Can you give summary of what you are trying to achieve here? Because it looks like, with the current code:

• If Hold value is 0, then O:4.0 value should always be 0
• If the Start PB value is 0 (is pressed?), then write a value of 1 to Hold, as long as the Stop and E-Stop values are both 0
• If Hold value is 1, then
  • write a value of 5 to O:4.0 (in U:3) on any scan cycle when the Start PB is held depressed
    • This assumes the XIO B3:0/0 on rung 0004 has been removed.
  • start a repeating 8s timer, and
  • on each single cycle when when that timer expires
    • Increment the position of the SQO R6:0, and
    • write the value of the new N7:[R6:0.POS] to O:4.0

 

[drbitboy]

... My problem is whenever I stop the process and restart it the process goes to the next step,but [the RTO] holds the time from the previous step.I will post a pic of my latest attempt I will try to combat this problem .I am wondering if anybody can tell me if this will work ,or can tell me the proper way?

The simplest thing to do would be to change the RTO instruction that uses T4:0 to a TON instruction; then T4:0 would reset its accumulator to 0 any time the value of Hold becomes 0.


That would also eliminate the need for Rung 0002, as the timer would reset on any single scan when it expires (i.e. when T4:0/DN value becomes 1)

 

[Joewiza1]

That depends on the conditions under which you want SBR U:3 to be called. If you want SBR U:3 to overwrite O:4.0 on any scan cycle when both the B3:0/0 value is 0 and the timer is timing but not yet done, then yes, removing the XIO B3:0/0 would do that.

Also, I notice that the Start PB is I:5/0 in rung 0001 of the main program file, but Start PB is I:3/0 in Rung 0000 of program file U:3.

Can you give summary of what you are trying to achieve here? Because it looks like, with the current code:

• If Hold value is 0, then O:4.0 value should always be 0
• If the Start PB value is 0 (is pressed?), then write a value of 1 to Hold, as long as the Stop and E-Stop values are both 0
• If Hold value is 1, then
  • write a value of 5 to O:4.0 (in U:3) on any scan cycle when the Start PB is held depressed
  • start a repeating 8s timer, and
  • on each single cycle when when that timer expires
    • Increment the position of the SQO R6:0, and
    • write the value of the new N7:[R6:0.POS] to O:4.0

No the start pb is I:3/0 for both my handwriting is just sloppy.Ok I will try that.So the pseudocode is I will have 5 different outputs.They each stay on for 8 seconds then move to the next step.My counter must retain its accumulated value if stopped ,and the position must not move to next step after the restart.I am sorry this is not my job it is for a class project .I must have a mov instruction ,and a jsr.That is why the jsr is in there.I know I must look like a complete noob.I am sorry.I just don't have anyone to ask for assistance.

 

[Joewiza1]

The simplest thing to do would be to change the RTO instruction that uses T4:0 to a TON instruction; then T4:0 would reset its accumulator to 0 any time the value of Hold becomes 0.

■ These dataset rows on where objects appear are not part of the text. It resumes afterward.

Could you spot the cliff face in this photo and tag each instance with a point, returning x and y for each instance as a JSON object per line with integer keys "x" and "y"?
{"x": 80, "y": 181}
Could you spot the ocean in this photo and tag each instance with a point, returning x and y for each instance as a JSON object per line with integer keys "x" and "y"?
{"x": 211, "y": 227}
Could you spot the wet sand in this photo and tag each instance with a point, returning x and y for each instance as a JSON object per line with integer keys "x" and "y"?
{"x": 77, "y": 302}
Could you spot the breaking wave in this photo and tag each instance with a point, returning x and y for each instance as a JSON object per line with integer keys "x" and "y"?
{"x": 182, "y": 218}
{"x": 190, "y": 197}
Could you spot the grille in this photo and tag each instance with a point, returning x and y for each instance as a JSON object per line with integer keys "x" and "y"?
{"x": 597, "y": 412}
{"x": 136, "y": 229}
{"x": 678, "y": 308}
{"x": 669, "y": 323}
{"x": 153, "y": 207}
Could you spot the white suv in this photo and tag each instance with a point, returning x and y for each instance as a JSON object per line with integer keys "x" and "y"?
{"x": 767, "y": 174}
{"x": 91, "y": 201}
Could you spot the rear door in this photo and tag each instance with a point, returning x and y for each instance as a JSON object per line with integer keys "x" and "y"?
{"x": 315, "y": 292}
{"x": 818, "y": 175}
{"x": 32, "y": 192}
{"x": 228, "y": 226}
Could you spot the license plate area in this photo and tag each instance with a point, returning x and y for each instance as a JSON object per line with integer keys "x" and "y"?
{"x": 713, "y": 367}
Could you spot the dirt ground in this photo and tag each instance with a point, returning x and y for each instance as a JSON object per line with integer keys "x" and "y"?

That would also eliminate the need for Rung 0002, as the timer would reset on any single scan when it expires (i.e. when T4:0/DN value becomes 1)

It has to be a rto

 

[drbitboy]

I suggest you read the description of the TON (here*) and RTO (here*) instructions. Pay particular attention to

• the timing diagrams (at the bottom of p. 79 for RTO and the bottom of p. 98 for TON)
  • Note the difference in what happens to the .ACC attribute when the rung condition in transition from 1 to 0 in the cases where "the timer did not reach .PRE value"
• the flow charts

* Those links are for Logix/Studio 5000, but the timers operate in essentially the same way as RSLogix 500; the only significant difference is that the 5000 timers only have a single timebase (1ms i.e. 0.001s) so there is no Timebase input parameter, but that does not effect the timer-internal logic and operation conceptually.

 

[drbitboy]

It has to be a rto

Why? The only reason to use an RTO is to retain the accumulated time when the rung-in-condition is False, and you state in Post #1 that that retention of accumulated time is an undesirable behavior.

If there is indeed some other reason, then @robertmee told you what to do: reset the accumulated time to 0 when the value of Hold is 0.